The addition of Tekel’s portfolio will provide a stronger platform for the growth of our International Brands such as Kent, Pall Mall and Vogue in the Turkish market. We expect to achieve significant one-off benefits in addition to the expected cost savings and the transaction, which will also be financed with a committed bank facility, should be earnings enhancing from 2009.
During the year, we repurchased some 45 million shares at a cost of £750 million and at an average price of £16.57. Over the past five years, we have returned almost £3 billion to shareholders in share buy-backs. However, in view of our refinancing plans following the Tekel and ST transactions, we have decided to scale back the 2008 share buy-back to some £400 million with a view to maintaining our credit rating. We will keep the level under review, as we intend to return to the higher level of £750 million announced last year in due course.
Once again, following discussions with the Takeover Panel, the Company will be asking independent shareholders at the Annual General Meeting (AGM) to waive the requirement for R&R Holdings S.A. (R&R) to make a bid for the remaining shares in British American Tobacco, should their combined interest, which currently stands at 29.95 per cent, reach or exceed 30 per cent as a result of our share buy-back programme.
In November 2007, Richemont and Remgro made preliminary announcements that they were considering restructurings that might entail providing their respective shareholders with the option of becoming direct shareholders in British American Tobacco. We have agreed, if requested, to obtain a secondary listing for our ordinary shares on the Johannesburg Stock Exchange with a view to facilitating any such restructurings.

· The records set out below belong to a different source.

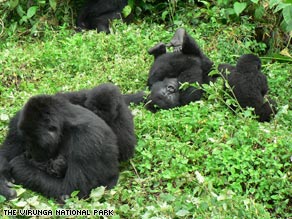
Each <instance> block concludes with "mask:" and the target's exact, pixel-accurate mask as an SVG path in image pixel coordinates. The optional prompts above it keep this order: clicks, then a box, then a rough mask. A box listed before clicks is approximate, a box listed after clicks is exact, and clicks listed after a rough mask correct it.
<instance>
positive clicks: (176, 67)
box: [125, 28, 213, 112]
mask: <svg viewBox="0 0 292 219" xmlns="http://www.w3.org/2000/svg"><path fill="white" fill-rule="evenodd" d="M168 46H171V47H174V52H171V53H167V52H166V47H168ZM148 52H149V54H151V55H153V56H154V58H155V60H154V63H153V65H152V67H151V69H150V72H149V77H148V82H147V85H148V87H149V89H150V95H149V96H148V98H147V104H146V108H148V109H149V110H151V111H152V112H155V111H156V110H157V109H170V108H173V107H176V106H183V105H186V104H189V103H190V102H192V101H196V100H199V99H200V98H201V96H202V94H203V91H202V90H201V89H198V88H195V87H194V86H192V85H191V86H188V87H187V88H186V89H180V85H181V84H183V83H189V84H193V83H196V82H197V83H198V84H200V85H201V84H204V83H209V82H210V81H211V80H213V79H212V78H211V77H209V76H208V73H209V72H210V71H211V69H212V65H213V62H212V61H211V60H210V59H209V58H208V57H207V56H206V55H205V54H203V52H202V51H201V49H200V48H199V46H198V45H197V43H196V42H195V40H194V39H193V38H192V37H191V36H190V35H189V34H188V33H187V32H186V31H185V30H184V29H183V28H179V29H178V30H177V31H176V33H175V35H174V37H173V39H172V40H171V42H170V43H169V44H167V45H165V44H164V43H159V44H157V45H156V46H154V47H153V48H151V49H150V50H149V51H148ZM139 97H140V102H143V97H144V96H143V95H142V93H141V92H140V93H138V94H133V95H132V96H127V97H126V98H125V99H126V102H127V103H130V102H133V101H132V100H133V99H134V98H136V99H138V98H139ZM136 102H139V101H136Z"/></svg>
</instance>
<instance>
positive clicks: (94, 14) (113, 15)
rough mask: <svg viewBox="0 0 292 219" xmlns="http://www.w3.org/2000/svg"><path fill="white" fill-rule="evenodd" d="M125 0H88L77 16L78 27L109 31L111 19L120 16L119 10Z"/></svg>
mask: <svg viewBox="0 0 292 219" xmlns="http://www.w3.org/2000/svg"><path fill="white" fill-rule="evenodd" d="M127 4H128V1H127V0H88V1H87V2H86V3H85V5H84V6H83V8H82V9H81V11H80V13H79V15H78V18H77V27H78V28H79V29H85V30H94V29H96V30H97V31H98V32H101V31H104V32H106V33H109V32H110V31H109V24H110V21H111V20H114V19H120V18H122V15H121V12H122V10H123V8H124V7H125V6H126V5H127Z"/></svg>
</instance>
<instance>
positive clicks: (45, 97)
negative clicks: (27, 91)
mask: <svg viewBox="0 0 292 219" xmlns="http://www.w3.org/2000/svg"><path fill="white" fill-rule="evenodd" d="M59 106H61V105H60V104H59V103H58V101H57V100H56V99H53V98H51V97H49V96H48V97H46V96H43V97H42V98H40V97H32V98H31V99H30V100H29V101H28V102H27V104H26V105H25V106H24V108H23V110H22V111H21V113H20V118H19V121H18V128H19V132H20V133H21V134H22V136H25V138H26V139H27V142H29V144H26V150H27V151H28V154H29V155H30V156H31V157H32V158H33V159H34V160H36V161H45V160H48V159H49V158H51V157H54V156H55V154H56V153H57V149H58V144H59V139H61V137H60V136H61V133H62V129H63V127H62V126H63V118H62V117H60V114H57V113H55V112H57V111H58V110H60V109H61V108H59ZM58 108H59V109H58ZM57 109H58V110H57Z"/></svg>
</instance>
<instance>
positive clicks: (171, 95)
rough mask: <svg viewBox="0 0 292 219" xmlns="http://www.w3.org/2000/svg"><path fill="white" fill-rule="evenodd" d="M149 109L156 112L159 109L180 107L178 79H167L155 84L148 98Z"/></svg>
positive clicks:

Increase in dividend per share declared
Shareholders may remember that last year the Board announced a phased increase in the dividend payout ratio, which is planned to reach 65 per cent of long term sustainable earnings in 2008. The Board is therefore proposing a final dividend for 2007 of 47.60p, taking the total for the year to 66.20p, an increase of 18 per cent, representing a payout ratio of 61 per cent. Over the past five years, we have achieved compound dividend growth of 13 per cent.
There have been a number of changes to the Board during 2007. Antonio Monteiro de Castro retired following an outstandingly successful period as Chief Operating Officer and was replaced by Nicandro Durante. We have also announced that Paul Rayner will be retiring as Finance Director at the AGM, as he needs to return to Australia for family reasons. Our thoughts are very much with Paul and his family at this difficult time. I would like to thank him for his tremendous contribution to the Group over many years. Paul will be succeeded by Ben Stevens, currently Regional Director, Europe.
Amongst the Non-Executive Directors, Piet Beyers retired in June and Karen de Segundo and Christine Morin-Postel were appointed in October. Ken Clarke will be retiring from the Board at the AGM, having served since 1998. We will miss his wise counsel very much indeed. Ken will be succeeded as Senior Independent Director by Sir Nick Scheele.
At a time of considerable economic and financial uncertainty around the world, British American Tobacco is in good shape. Over the past five years, we have delivered significant shareholder value with a total return of 294 per cent, compared to 89 per cent for the FTSE 100 as a whole.